Clarice Lispector Short Fiction Analysis
Although Clarice Lispector achieved fame as a novelist as well as a writer of short stories, most critics agree that it is the shorter genre to which the author’s storytelling talents, writing style, and thematic concerns are more suited. The bulk of Lispector’s stories (particularly those published before 1970, for which the author is most famous) are intense and sharply focused narratives in which a single character (almost always female) is suddenly and dramatically forced to deal with a question concerning an integral part of her existence, and, by extension, on a thematic level, human existence itself. Save for a single act that prompts the character to look inward, there is little action in Lispector’s stories, as the author seeks not to develop a plot but instead to capture a moment in her character’s life. The central event of each story is not nearly so significant as the character’s reaction to it, as he or she is shocked out of complacency and forced into a situation that will lead to self-examination and, in most cases, self-discovery.
Because Lispector’s stories focus on the rarefied world of her characters’ subconscious, many of the short narratives possess a dreamlike quality. Adding to this quality is the lyrical prose in which the stories are written, a prose in which not only every word but also the syntax seems to have been very carefully selected, frequently making the reading of the pieces more like reading poetry than prose.
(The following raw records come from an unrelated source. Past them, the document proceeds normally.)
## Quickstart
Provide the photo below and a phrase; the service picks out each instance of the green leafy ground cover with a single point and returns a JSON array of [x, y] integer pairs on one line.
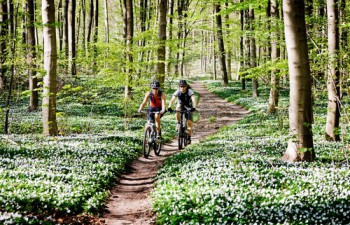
[[46, 178], [236, 176]]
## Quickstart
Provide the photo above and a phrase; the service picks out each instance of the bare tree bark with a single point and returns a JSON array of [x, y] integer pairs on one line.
[[161, 38], [106, 22], [60, 20], [275, 54], [90, 22], [31, 57], [95, 37], [71, 36], [333, 81], [300, 146], [50, 67], [221, 46], [241, 45], [129, 35], [255, 83], [3, 38]]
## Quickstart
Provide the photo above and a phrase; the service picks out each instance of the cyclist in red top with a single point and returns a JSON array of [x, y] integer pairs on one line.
[[156, 99]]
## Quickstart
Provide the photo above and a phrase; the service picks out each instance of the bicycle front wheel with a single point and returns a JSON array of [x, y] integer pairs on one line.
[[146, 147], [180, 138], [157, 146]]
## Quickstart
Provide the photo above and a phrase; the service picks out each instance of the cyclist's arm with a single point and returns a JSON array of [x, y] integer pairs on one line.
[[144, 101], [163, 103], [194, 103], [173, 98]]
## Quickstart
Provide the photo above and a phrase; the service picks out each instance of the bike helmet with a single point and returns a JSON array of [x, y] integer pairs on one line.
[[183, 83], [155, 84]]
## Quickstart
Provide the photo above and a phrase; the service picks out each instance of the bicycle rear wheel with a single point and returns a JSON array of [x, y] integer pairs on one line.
[[157, 145], [146, 147], [180, 138]]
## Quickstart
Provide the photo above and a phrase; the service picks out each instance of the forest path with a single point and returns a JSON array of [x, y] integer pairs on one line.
[[129, 202]]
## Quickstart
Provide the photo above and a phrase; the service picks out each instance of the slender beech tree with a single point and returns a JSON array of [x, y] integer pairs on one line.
[[255, 83], [300, 146], [83, 39], [90, 22], [71, 36], [161, 52], [170, 36], [65, 29], [50, 67], [60, 21], [229, 49], [333, 81], [275, 54], [31, 57], [106, 21], [221, 46], [241, 44], [95, 37], [128, 38], [3, 42]]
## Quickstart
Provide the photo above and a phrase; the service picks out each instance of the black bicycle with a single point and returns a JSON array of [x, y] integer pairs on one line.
[[183, 135], [150, 139]]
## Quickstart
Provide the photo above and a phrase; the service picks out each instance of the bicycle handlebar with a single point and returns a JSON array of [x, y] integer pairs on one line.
[[146, 111]]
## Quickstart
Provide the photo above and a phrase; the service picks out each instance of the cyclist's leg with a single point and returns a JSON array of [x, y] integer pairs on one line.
[[177, 115], [189, 123], [157, 120]]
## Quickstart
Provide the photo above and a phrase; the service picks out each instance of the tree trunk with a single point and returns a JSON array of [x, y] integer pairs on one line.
[[221, 47], [162, 38], [90, 22], [275, 54], [60, 21], [31, 57], [170, 36], [71, 36], [333, 87], [300, 146], [129, 35], [83, 9], [241, 46], [106, 22], [180, 35], [50, 67], [65, 29], [255, 83], [229, 51], [95, 37], [3, 43]]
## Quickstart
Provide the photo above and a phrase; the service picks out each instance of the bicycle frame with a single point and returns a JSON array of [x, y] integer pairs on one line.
[[149, 139], [183, 136]]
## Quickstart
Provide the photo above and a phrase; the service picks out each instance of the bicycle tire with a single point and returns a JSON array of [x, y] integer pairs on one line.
[[185, 141], [180, 139], [157, 146], [146, 146]]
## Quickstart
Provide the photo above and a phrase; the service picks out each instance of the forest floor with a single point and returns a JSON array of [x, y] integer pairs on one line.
[[129, 202]]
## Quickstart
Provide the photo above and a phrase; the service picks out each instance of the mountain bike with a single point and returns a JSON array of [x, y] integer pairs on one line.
[[150, 139], [183, 135]]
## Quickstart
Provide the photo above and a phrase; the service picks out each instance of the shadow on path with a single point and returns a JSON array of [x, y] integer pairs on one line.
[[129, 202]]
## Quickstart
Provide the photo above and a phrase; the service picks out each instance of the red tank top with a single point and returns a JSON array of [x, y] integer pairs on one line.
[[155, 100]]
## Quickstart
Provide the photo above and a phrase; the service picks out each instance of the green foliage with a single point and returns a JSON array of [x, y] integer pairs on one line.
[[236, 176]]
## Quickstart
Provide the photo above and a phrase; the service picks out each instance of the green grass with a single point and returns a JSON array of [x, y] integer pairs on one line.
[[236, 176], [45, 178]]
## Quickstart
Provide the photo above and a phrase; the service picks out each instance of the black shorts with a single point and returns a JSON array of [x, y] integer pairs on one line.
[[188, 114], [151, 111]]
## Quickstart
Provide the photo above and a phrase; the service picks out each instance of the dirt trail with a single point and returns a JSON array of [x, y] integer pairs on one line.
[[129, 201]]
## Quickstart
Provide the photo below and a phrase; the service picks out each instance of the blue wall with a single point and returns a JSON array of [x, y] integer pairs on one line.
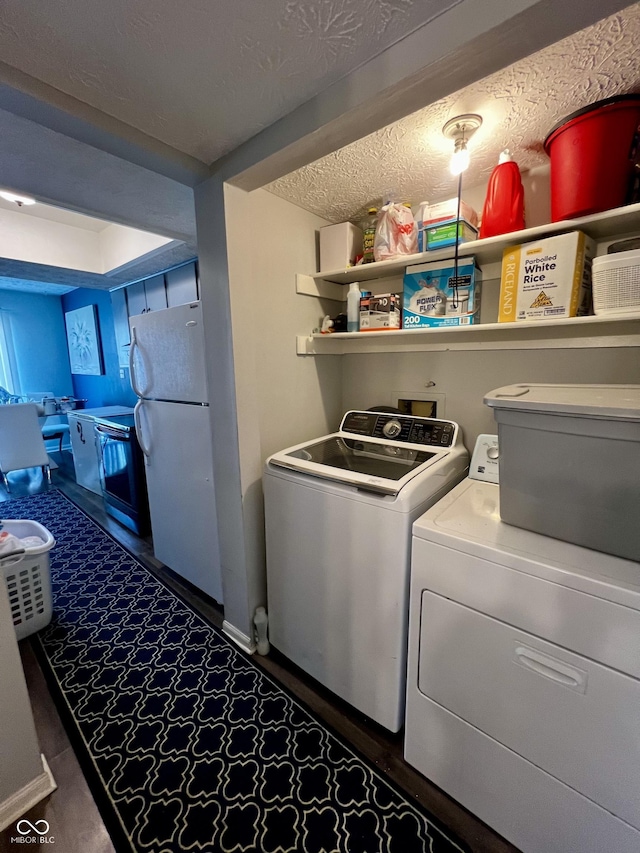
[[110, 389], [36, 326]]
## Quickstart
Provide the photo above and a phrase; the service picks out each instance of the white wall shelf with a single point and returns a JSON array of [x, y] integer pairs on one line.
[[576, 332], [601, 331], [617, 223]]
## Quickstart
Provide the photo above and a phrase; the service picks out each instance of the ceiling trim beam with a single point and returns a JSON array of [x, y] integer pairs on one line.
[[32, 99], [466, 43]]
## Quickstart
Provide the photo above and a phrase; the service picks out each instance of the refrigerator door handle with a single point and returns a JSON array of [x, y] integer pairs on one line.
[[132, 372], [138, 427]]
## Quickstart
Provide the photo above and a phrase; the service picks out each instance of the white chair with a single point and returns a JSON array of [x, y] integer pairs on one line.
[[21, 441], [54, 427]]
In spite of the emphasis on the inner world of her characters and the subjective and highly metaphorical language, Lispector’s stories still maintain contact with the world that exists beyond the confines of her characters’ minds. While the characters’ reaction to a given situation is intensely personal, the theme dealt with in that reaction is always a universal one, such as frustration, isolation, guilt, insecurity, uncertainty, or the coming of age; in other words, fundamental questions of human existence. Also, the events that trigger these questions in the characters’ minds are everyday events of modern society. In this way, Lispector manages to examine both private and universal human concerns while still keeping her stories grounded firmly in reality.
Lispector’s first collection of short stories, Alguns contos (some stories), appeared in 1952 and was immediately praised by critics. In fact, this one collection not only placed the author among the elite of Brazil’s writers of short fiction of the time, but also it showcased her as a leader among the new generation of writers in this genre.
Alguns contos contains six stories: “Mistério em São Cristóvão” (“Mystery in São Cristoóvão”), “Os laços de família” (“Family Ties”), “Começos de uma fortuna” (“The Beginnings of a Fortune”), “Amor” (“Love”), “A galinha” (“The Chicken”), and “O jantar” (“The Dinner”). All six narratives are lyrical pieces that focus on the act of epiphany—that is, a single moment of crisis or introspection from which the character emerges transformed. The story most representative not only of this collection but also of all Lispector’s short fiction is “Love.” Its central character, Ana, is a basically satisfied, middle-class wife whose world is stable, controlled, predictable. Taking the tram home from shopping one afternoon, however, she spots a blind man chewing gum. For some reason, Ana’s world is totally and inexplicably shaken by the sight of him. Disoriented, she gets off the tram well past her stop and finds herself in the relatively primitive and hostile setting of a botanical garden. Feeling out of place and even threatened, she makes her way home and attempts to resume her normal patterns, but while she is happy to be back in the security of her predictable domestic lifestyle, she has been profoundly affected by her brief and confusing excursion into a world foreign to her own, and she wonders if she can ever be as happy in her world as she was before.
This story is a Lispector classic, both because it presents a single character whose normal existence is shaken by a seemingly insignificant event, an event that destroys the stable lifestyle of the character and takes him or her to a new level of awareness concerning life, and because, in large part a result of its language, the story takes on a dreamlike quality that reflects the disoriented state of the protagonist. This story, however, is not unique; it is simply the best of a collection of six similar tales.
As good as Alguns contos is, Lispector’s next collection, Family Ties, surpasses it. In fact, this collection, the high point of Lispector’s work in short fiction, is truly one of the masterpieces of Brazilian literature, regardless of period or genre.